Recent and not so recent studies about language acquisiton have pointed out the importance of acquiring a language in a more natural way. The claim is that language, for the majority of the people that learn it, has the purpose of being a vehicle of communication. We learn a language to be able to communicate with one another. We, or at the least those who are not going to be a linguist, are not interested in a learning a language as an ultimate goal in itself. We learn a language because it enables us to interact with a broader audience in a more effective way, to create bonds, to understand contexts in which different languages bring different interpretations, to connect.
In this scenario, grammar must be redefined. Over the decades the main disagreement between advocates of one or another method for learning a language was the importance of the teaching and learning of grammar. And the opinions were usually totally opposed from one another. Either grammar was the salvation or the disgrace when it came to learn a language. Today in the post method era this should not be an issue, but still is. Teachers struggle to understand the actual role of grammar when learning a language with the purpose of communication.

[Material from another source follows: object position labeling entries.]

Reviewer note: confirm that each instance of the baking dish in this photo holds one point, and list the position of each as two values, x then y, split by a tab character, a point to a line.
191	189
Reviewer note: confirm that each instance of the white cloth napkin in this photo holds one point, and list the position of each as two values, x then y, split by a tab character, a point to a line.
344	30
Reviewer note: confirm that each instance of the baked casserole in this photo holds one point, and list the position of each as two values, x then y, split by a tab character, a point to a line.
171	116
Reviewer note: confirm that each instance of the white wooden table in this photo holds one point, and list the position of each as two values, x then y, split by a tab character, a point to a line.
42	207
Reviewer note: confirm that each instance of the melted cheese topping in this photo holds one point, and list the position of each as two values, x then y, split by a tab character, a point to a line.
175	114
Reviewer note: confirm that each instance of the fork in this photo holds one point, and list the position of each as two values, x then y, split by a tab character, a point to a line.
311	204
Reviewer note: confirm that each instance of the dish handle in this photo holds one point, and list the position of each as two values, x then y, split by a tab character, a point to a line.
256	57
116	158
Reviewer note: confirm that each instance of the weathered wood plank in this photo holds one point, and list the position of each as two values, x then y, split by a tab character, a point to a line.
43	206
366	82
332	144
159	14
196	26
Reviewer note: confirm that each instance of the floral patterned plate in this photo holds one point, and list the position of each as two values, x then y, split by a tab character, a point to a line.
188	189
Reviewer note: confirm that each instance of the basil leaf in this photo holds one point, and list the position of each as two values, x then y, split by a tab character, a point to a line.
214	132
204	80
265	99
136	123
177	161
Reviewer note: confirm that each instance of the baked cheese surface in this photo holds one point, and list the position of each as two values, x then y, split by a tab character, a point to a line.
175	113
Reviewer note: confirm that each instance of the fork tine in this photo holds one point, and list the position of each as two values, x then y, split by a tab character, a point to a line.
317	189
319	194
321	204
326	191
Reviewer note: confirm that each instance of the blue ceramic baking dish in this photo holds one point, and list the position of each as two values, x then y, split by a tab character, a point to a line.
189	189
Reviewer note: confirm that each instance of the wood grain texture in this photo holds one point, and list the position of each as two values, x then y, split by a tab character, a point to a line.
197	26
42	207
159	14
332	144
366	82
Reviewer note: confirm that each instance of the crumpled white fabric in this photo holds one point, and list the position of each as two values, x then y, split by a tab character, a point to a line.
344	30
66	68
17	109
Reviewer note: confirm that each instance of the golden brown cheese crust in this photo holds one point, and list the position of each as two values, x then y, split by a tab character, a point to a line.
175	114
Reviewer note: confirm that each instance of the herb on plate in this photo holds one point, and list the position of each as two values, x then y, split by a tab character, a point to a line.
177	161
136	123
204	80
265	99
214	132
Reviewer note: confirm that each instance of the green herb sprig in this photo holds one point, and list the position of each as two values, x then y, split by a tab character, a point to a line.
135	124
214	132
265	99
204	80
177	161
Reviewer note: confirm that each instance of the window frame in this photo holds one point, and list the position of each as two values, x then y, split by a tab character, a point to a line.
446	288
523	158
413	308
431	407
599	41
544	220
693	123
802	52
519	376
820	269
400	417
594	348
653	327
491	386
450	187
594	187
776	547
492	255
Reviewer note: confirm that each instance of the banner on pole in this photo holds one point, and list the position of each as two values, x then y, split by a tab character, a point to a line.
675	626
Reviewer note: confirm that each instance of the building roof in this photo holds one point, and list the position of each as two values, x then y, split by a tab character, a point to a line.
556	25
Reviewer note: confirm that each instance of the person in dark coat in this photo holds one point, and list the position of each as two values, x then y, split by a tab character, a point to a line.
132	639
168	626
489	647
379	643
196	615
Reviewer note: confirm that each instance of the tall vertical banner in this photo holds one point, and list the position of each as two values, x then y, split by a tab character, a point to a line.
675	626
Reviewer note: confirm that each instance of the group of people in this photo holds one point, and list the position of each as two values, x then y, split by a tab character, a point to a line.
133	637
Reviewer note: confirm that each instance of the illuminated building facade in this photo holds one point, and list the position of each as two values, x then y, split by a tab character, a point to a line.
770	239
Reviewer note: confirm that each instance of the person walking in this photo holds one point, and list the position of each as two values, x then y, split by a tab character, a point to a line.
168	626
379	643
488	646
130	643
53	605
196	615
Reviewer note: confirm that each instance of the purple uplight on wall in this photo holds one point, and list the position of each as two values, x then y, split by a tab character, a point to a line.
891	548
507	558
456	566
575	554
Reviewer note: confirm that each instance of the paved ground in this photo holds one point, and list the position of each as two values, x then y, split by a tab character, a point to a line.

One thing must be clear, and must be the starting point for any discussion about grammar. Language comes before grammar. Grammar was invented as a way of describing how languages work, their patterns according to different contexts, and also as a way of trying to standardize the languages and maintain them the way they are – which is ultimately impossible, for languages are like living, ever changing organisms, that keep adapting to changes. So the role of grammar, within that perspective, is to describe the way languages work so we can understand them and use them more effectively. That is what we commonly call language awareness. Grammar, for those who are not going to be linguists, is only useful as a tool to improve communication. Regardless of the names of the structures what matters is to be able to identify the patterns of the language that are there, in different contexts, and use them accordingly. So being aware of those patterns must be an important goal on the way to bilingualism, and this development must clearly be an objective when it comes to teaching in a bilingual education environment.
It is not about praising or execrating grammar. It has its role, and it is not a secondary one. But forget about grammar boxes. Forget about memorizing the names of the structures or a table of verbs. That does not lead to bilingualism. Teach language awareness, teach your students to see the matrix of grammar across language. Grammar is alive, as languages are, and if the students are able to see grammar that way, then they will finally benefit from it.